The periodicity behaviour and modulation, particularly, of GCR’s has been a topic of investigation for several decades, using both ground-based NM data (Gil and Mursula, 2017; Kotzé, 2020) as well as space-based satellite data using, e.g., the Advanced Composition Explorer (ACE) satellite (Leske et al., 2010; Kotzé, 2021).

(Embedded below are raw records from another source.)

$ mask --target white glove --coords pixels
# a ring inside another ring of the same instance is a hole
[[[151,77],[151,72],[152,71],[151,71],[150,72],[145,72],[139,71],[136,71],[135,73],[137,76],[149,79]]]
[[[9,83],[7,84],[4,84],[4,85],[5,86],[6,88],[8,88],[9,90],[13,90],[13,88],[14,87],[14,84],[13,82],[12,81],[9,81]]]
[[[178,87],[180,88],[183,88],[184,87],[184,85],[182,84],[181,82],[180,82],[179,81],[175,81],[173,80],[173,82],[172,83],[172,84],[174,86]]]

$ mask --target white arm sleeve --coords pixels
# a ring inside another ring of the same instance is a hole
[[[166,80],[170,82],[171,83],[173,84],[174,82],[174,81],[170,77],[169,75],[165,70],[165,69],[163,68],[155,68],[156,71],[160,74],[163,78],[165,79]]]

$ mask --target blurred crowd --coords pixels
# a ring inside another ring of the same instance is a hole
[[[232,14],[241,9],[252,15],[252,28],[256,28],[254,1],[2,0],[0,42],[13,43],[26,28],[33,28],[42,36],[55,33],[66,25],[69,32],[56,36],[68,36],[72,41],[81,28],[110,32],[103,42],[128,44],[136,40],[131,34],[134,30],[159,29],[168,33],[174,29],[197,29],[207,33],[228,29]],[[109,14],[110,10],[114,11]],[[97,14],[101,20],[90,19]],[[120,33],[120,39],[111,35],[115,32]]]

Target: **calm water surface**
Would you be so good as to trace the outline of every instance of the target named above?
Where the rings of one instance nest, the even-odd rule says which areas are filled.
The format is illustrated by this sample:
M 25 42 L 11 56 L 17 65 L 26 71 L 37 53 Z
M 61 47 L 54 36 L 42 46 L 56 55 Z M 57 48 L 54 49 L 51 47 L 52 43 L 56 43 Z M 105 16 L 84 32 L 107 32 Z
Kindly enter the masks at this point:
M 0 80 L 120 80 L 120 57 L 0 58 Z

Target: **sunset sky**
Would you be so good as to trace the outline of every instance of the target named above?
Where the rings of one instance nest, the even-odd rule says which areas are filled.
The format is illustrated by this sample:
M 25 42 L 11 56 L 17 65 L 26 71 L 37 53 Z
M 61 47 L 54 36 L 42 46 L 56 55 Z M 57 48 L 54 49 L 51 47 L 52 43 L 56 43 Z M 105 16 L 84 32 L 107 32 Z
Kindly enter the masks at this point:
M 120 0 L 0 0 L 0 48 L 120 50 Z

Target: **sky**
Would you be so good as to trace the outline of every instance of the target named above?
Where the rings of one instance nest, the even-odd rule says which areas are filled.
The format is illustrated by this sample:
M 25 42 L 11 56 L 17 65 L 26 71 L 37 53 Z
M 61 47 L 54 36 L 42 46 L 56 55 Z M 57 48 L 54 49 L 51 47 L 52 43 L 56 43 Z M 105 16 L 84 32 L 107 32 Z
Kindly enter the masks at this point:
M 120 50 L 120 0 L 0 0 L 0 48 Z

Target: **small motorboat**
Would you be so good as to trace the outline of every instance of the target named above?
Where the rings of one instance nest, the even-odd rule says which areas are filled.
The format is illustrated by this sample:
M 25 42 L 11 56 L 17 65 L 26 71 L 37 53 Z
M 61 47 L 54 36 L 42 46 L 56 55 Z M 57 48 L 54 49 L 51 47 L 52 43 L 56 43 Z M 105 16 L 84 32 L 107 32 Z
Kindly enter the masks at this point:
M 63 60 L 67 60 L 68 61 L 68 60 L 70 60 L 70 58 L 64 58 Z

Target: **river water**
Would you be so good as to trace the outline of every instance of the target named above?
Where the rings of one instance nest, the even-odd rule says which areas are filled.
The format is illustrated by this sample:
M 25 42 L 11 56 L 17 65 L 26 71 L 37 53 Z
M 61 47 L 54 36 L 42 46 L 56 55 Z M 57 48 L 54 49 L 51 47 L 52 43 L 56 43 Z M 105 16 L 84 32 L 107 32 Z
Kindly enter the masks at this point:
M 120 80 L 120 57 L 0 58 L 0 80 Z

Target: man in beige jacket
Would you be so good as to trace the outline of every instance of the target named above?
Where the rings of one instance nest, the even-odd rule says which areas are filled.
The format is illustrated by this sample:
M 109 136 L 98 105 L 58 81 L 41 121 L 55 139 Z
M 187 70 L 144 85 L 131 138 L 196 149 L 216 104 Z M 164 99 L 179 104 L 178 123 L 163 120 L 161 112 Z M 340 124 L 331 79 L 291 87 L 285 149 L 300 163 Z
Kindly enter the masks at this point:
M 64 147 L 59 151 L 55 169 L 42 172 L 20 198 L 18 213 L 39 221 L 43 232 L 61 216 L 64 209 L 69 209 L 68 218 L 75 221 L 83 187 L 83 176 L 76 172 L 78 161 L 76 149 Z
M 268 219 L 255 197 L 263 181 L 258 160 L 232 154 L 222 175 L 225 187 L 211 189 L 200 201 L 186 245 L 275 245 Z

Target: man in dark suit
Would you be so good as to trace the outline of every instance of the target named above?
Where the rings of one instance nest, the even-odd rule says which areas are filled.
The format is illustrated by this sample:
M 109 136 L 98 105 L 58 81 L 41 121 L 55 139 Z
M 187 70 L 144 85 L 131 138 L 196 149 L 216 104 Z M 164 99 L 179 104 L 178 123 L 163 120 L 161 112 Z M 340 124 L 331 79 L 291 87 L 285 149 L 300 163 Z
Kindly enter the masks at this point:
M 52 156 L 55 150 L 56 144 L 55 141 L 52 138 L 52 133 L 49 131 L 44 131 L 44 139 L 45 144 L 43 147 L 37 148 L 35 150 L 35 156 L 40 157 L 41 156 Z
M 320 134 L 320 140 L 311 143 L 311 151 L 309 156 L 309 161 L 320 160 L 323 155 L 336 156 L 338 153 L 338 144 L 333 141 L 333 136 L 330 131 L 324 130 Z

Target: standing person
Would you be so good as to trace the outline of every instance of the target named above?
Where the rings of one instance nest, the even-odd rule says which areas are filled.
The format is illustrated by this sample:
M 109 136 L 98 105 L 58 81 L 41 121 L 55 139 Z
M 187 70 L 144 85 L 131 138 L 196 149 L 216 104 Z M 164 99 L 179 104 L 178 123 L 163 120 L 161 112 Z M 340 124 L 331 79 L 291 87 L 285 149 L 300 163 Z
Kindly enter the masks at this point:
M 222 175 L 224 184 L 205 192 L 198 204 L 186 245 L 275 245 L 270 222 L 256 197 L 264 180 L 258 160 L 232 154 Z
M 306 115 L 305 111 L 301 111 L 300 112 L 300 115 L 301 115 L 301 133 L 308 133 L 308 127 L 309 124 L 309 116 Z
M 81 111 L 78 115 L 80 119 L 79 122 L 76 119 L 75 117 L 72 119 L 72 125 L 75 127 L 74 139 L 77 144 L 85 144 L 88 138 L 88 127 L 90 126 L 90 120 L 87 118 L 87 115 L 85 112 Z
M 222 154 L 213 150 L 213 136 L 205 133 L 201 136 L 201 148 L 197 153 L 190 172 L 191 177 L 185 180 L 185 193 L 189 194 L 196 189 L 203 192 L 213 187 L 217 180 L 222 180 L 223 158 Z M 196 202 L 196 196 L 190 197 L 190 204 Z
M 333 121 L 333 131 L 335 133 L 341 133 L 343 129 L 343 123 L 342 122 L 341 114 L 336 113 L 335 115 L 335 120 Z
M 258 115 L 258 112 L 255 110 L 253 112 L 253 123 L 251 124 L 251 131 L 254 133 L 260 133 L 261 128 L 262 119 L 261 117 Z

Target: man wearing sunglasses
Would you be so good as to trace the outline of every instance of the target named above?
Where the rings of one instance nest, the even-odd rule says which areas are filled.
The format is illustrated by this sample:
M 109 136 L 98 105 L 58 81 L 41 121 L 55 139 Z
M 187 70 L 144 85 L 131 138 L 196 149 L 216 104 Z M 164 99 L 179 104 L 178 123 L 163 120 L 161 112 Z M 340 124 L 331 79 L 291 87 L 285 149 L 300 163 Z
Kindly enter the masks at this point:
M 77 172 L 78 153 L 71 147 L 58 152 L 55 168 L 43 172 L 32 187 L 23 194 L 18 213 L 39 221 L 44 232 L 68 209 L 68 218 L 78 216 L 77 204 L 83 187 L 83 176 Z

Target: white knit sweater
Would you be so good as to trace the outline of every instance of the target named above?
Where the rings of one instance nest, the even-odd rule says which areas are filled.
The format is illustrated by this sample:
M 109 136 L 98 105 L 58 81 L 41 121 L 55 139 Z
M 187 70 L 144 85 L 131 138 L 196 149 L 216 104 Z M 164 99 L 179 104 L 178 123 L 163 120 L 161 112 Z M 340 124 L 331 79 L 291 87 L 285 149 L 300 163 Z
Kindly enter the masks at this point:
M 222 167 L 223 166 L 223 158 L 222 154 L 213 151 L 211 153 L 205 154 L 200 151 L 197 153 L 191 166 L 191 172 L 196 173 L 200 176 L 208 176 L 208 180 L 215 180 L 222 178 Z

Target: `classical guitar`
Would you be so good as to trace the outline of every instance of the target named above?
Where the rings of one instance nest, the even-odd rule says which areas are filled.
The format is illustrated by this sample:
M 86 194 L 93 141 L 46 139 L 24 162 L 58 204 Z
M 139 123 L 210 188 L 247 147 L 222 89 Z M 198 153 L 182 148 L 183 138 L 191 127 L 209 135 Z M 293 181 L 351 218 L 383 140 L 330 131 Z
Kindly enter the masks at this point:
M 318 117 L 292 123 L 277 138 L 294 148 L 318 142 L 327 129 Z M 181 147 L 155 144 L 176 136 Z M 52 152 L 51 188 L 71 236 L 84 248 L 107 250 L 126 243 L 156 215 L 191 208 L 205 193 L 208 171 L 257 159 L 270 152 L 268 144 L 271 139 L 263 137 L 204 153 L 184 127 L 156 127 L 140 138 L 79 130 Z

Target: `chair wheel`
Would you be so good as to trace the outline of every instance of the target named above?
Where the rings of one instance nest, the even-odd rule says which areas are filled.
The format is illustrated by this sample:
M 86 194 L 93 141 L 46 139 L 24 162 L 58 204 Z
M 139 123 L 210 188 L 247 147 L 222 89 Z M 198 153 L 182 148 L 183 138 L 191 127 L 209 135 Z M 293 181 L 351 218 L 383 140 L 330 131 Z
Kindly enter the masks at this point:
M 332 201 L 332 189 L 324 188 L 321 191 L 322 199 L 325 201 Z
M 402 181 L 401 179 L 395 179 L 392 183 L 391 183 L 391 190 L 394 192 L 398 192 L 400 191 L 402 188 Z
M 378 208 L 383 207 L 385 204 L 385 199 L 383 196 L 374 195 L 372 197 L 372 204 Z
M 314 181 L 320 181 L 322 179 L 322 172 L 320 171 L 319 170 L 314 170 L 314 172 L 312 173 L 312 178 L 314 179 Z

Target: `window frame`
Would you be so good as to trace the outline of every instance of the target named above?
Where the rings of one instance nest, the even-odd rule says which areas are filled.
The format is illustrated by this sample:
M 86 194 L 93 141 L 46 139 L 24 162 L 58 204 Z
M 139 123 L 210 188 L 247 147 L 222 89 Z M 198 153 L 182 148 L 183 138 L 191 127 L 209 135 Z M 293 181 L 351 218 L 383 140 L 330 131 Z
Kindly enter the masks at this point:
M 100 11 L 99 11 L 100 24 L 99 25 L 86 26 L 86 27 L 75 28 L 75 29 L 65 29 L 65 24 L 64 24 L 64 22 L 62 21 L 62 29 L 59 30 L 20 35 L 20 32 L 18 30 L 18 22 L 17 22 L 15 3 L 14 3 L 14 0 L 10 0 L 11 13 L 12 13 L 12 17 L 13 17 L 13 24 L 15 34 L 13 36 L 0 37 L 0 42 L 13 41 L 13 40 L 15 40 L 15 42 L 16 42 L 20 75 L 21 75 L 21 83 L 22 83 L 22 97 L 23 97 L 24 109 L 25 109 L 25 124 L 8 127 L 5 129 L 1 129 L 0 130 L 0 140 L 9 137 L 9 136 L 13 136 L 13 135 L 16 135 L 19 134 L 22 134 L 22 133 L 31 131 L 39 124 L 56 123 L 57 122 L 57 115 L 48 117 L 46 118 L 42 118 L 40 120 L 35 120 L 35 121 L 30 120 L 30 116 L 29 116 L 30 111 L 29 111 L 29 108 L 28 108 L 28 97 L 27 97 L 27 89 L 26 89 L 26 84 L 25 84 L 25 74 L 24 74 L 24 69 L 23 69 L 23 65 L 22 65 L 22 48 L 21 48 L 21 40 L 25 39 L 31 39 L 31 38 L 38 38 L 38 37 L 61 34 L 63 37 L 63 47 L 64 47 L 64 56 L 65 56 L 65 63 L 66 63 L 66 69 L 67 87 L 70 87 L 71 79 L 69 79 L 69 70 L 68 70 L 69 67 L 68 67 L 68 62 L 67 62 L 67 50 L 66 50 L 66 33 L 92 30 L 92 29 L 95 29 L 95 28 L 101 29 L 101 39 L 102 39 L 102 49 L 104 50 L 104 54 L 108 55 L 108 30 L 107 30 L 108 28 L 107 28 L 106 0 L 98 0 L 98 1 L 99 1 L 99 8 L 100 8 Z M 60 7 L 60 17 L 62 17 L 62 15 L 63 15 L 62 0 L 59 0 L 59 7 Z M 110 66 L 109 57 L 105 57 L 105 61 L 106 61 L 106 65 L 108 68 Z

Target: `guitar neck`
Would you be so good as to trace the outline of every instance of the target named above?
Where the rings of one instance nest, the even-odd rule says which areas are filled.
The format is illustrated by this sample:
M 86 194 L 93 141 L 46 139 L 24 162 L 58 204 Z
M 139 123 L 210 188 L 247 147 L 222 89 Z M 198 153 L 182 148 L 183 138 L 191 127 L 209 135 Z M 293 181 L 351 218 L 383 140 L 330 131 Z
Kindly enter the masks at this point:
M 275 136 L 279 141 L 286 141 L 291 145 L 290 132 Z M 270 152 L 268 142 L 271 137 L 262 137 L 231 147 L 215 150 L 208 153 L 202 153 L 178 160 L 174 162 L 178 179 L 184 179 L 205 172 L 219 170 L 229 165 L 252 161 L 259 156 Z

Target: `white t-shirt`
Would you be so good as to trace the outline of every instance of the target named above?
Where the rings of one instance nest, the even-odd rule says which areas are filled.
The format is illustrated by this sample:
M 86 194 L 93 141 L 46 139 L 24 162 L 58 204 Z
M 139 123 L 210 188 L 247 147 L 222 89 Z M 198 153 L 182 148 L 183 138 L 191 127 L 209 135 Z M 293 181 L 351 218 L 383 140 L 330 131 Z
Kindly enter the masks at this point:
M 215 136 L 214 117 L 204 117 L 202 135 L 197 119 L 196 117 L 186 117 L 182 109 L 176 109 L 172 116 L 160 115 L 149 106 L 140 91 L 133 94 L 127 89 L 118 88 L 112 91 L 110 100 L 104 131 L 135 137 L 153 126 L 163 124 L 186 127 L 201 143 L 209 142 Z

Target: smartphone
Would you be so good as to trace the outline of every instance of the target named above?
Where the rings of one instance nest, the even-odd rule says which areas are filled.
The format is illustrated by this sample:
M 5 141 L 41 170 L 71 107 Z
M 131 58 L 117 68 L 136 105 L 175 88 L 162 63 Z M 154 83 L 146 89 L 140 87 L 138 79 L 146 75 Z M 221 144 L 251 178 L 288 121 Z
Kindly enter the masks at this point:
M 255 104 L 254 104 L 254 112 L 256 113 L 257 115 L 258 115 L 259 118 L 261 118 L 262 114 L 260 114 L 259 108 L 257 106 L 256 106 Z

A recent study by Kotzé (2023) found an energy and solar-polarity dependence for the 27-day and 13.5-day periodicities of proton, carbon, and oxygen GCR particles observed by ACE/CRIS and SOHO/EPHIN spacecraft during SC23 and SC24. Larger powers of these periodicities were observed during positive polarity intervals (qA > 0; SC24) than negative polarity (qA < 0; SC23).
The different characteristics between the minima of SC23/24 and SC24/25, combined with opposite drift patterns, provide a unique opportunity to investigate the periodicity behaviour of, particularly, ACR oxygen ions, and to compare their variation to the periodicity behaviour of GCR particles during the same time interval (Kotzé, 2023). Previous studies (Fu et al, 2021; 2023) indicated that oxygen energy spectra below about 30 MeV/n are dominated by ACRs, in contrast to the GCR component that occur at higher energies.